Dan Dan Noodles is a classic Sichuan dish consisting of spicy noodles and stir-fried ground pork. I’ve been eyeing the traditional recipe in my copy of Every Grain of Rice (it’s the cover photo!), but was particularly intrigued by a twist on the recipe featuring sauteed shiitake mushrooms. I discussed this shiitake-inclusive variation in my recent review of Shroom.
I would happily attempt the classic version in the future, but my love of mushrooms will likely win out, making these Dan Dan Noodles with Shiitakes and Pork even more appealing. As with nearly all Asian wok-based recipes, this noodle dish comes together very quickly. It’s a matter of stir-frying the “sauce” components, and boiling the noodles.
I advise you to do all your prep work and measuring in advance, and then heat up your wok. The meal will be ready before you know it, and your house will smell insanely good by the time these noodles hit your plate. They are a bit on the spicy side, which I love, but if you’re a fan of spice you can definitely go to town with the chili oil. I definitely recommend making your own so you can have some of the actual chili sediment to include, as opposed to just the flavored oil.
I actually opted to make pickled Swiss chard instead of mustard greens (simply because I already had Swiss chard on hand). I think these pickled greens do a great job of cutting some of the spicy/oily quality of the sauce. I didn’t photograph my dish with the pickled chard, only because it made my dish look a bit crowded, but I do recommend including that step in your preparation because it’s a wonderful accent to the noodles.
Dan Dan Noodles with Shiitakes, Pork, Pickled Mustard Greens, and Spicy Chili Oil
Pickled Mustard Greens:
- 2 tablespoons kosher salt
- 8 ounces mustard greens (I used Swiss chard)
- 1/2 cup seasoned rice vinegar (I used unseasoned)
Pork-Shiitake Mixture & Noodles:
- 3 tablespoons vegetable oil
- 1/2 pound shiitake mushrooms stemmed and halved (I used about 1 ounce dried shiitakes from my pantry, which I rehydrated–in the future I would try this dish using fresh shiitakes)
- 1/2 teaspoon fine sea salt
- 2 tablespoons soy sauce
- 1 teaspoon sugar
- 1/4 cup Shaoxing rice wine
- 1/2 pound ground pork
- 2 tablespoons julienned fresh ginger
- 1 tablespoon minced garlic
- 1 bunch scallions greens cut into 1-inch pieces and then julienned, whites sliced into thin rounds
- 2 teaspoons fermented flour paste (tianmianjiang, or substitute hoisin)
- 1 cup mushroom or chicken stock (I used soaking liquid from soaking my dried shiitakes)
- 1 tablespoons Chinese black vinegar
- 1/4 cup homemade chili oil plus more for garnish
- 1 pound fresh wheat noodles (Korean, Chinese, or dried spaghetti)
- To make the pickled mustard greens, bring a large pot of water to a boil (you can use it for the pasta afterward).
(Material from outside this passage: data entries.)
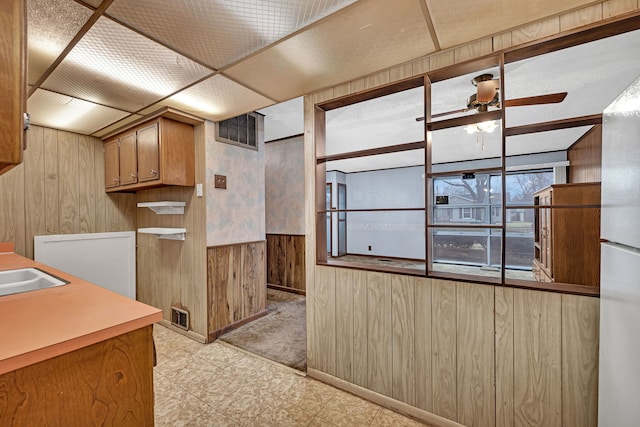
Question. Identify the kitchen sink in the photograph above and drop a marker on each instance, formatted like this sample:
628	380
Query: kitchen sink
26	279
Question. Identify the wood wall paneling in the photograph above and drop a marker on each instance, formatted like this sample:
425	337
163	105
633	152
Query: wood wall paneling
585	157
236	285
56	191
423	351
580	340
444	349
286	260
379	341
344	324
360	328
475	352
403	387
325	320
537	358
504	356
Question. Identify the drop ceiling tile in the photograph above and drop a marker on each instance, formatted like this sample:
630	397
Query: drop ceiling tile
51	25
115	66
218	32
116	125
216	98
462	21
367	37
71	114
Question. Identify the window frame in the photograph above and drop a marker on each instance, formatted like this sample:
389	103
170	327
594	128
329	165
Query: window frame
499	59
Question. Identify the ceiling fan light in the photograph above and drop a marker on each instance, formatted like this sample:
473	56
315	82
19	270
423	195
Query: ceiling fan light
488	126
486	91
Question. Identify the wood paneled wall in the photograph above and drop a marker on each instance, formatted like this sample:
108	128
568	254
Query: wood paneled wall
59	189
479	355
285	261
171	272
585	157
236	285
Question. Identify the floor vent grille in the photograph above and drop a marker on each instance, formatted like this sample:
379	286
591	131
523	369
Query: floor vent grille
180	318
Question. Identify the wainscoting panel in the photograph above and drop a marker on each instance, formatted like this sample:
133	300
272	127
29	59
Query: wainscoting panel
285	261
236	285
475	354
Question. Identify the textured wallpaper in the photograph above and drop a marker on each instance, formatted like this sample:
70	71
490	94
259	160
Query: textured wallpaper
284	179
237	214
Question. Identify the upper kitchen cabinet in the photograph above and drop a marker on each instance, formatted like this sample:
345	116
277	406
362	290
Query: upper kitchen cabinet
13	42
159	151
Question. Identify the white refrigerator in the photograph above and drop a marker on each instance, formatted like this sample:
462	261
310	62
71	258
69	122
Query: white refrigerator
619	368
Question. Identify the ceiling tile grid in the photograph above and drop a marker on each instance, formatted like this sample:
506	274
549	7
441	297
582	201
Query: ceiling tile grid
379	34
462	21
220	32
51	25
115	66
216	98
64	112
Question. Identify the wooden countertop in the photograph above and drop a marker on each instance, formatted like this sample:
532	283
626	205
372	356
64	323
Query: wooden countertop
39	325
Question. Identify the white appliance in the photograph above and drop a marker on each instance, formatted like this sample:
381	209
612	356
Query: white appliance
619	368
104	259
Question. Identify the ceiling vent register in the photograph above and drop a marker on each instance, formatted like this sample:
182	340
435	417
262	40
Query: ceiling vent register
241	130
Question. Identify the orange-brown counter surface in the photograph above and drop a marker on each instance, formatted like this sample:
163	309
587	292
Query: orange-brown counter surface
39	325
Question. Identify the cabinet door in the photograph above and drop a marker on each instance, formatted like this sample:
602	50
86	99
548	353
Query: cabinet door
148	153
111	165
13	56
128	160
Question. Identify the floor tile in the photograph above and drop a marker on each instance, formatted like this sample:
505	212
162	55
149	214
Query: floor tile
309	394
218	385
347	410
387	418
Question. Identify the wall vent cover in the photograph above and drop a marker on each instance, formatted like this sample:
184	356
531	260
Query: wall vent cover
241	130
180	318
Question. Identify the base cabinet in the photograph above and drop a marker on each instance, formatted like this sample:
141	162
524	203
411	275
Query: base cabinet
567	239
155	153
106	384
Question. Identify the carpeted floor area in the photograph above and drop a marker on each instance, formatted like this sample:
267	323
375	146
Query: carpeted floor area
281	335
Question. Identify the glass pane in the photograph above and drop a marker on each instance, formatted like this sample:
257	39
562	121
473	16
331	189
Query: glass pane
541	147
380	189
519	244
467	200
521	186
392	239
466	251
380	161
467	147
379	122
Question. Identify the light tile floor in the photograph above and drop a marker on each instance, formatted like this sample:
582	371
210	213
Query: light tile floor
219	385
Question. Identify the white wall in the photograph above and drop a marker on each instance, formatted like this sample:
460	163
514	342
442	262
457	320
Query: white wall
284	186
393	234
237	214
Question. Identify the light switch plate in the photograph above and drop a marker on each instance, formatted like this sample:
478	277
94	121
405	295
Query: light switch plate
220	181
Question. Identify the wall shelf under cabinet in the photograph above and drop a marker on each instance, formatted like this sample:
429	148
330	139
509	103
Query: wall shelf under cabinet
165	233
164	208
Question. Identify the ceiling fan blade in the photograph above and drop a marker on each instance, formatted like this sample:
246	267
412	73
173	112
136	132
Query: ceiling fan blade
551	98
433	116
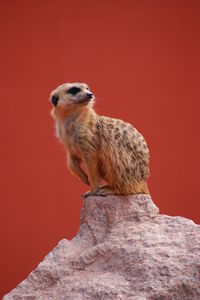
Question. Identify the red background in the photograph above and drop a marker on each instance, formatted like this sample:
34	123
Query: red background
141	59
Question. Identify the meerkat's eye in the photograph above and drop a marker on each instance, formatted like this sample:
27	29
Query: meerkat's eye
74	90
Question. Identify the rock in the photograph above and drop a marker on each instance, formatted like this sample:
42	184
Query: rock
124	250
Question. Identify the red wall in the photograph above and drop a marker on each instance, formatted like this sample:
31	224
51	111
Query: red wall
141	59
Add the kosher salt. Blanch the mustard greens in the water for 2 minutes. Get a bowl of cold water ready. Plunge the mustard greens into the cold water to stop the cooking. Once cool, drain the greens, squeezing out all the water with your hands. Bunch of the greens and chop into bite-size strips. Put back in the empty bowl, pour the rice vinegar over the top, mix well, and let it sit for 30 minutes while you work on the rest of the dish.
- To make the pork-shiitake mixture, heat a large skillet or wok over medium-high heat. Add 1 tablespoons of the oil. Add the shiitakes and salt. Panfry the shiitakes until they kick off their moisture and start to brown, about 5 minutes. Add 1 tablespoons of the soy sauce, sugar, and rice wine and simmer until all the liquid evaporates. Transfer the shiitakes to a bowl (you may want to reheat these again right before serving).
- Add another 2 tablespoons oil to the pan and then the pork, breaking it up as you fry it. Once all the pink is gone, add the ginger, garlic, the sliced white part of the scallions, and the fermented flour paste. Fry for 1 to 2 minutes. Add the remaining 1 tablespoon soy sauce, mushrooms stock, black vinegar, and chili oil. Simmer for 5 minutes, and then keep warm.
- Squeeze all of the rice vinegar out of the mustard greens and set aside (you can reuse the rice vinegar for salad dressings; just refrigerate it for up to 3 weeks).
- Cook the noodles according to the package directions. Drain the water from the noodles when they are al dente. Pour the pork sauce over the noodles and mix well. Serve each person a portion of the noodles, and top with the shiitakes, some pickled mustard greens, and julienned scallions. Drizzle some more chili oil on and around the noodles and serve more at the table.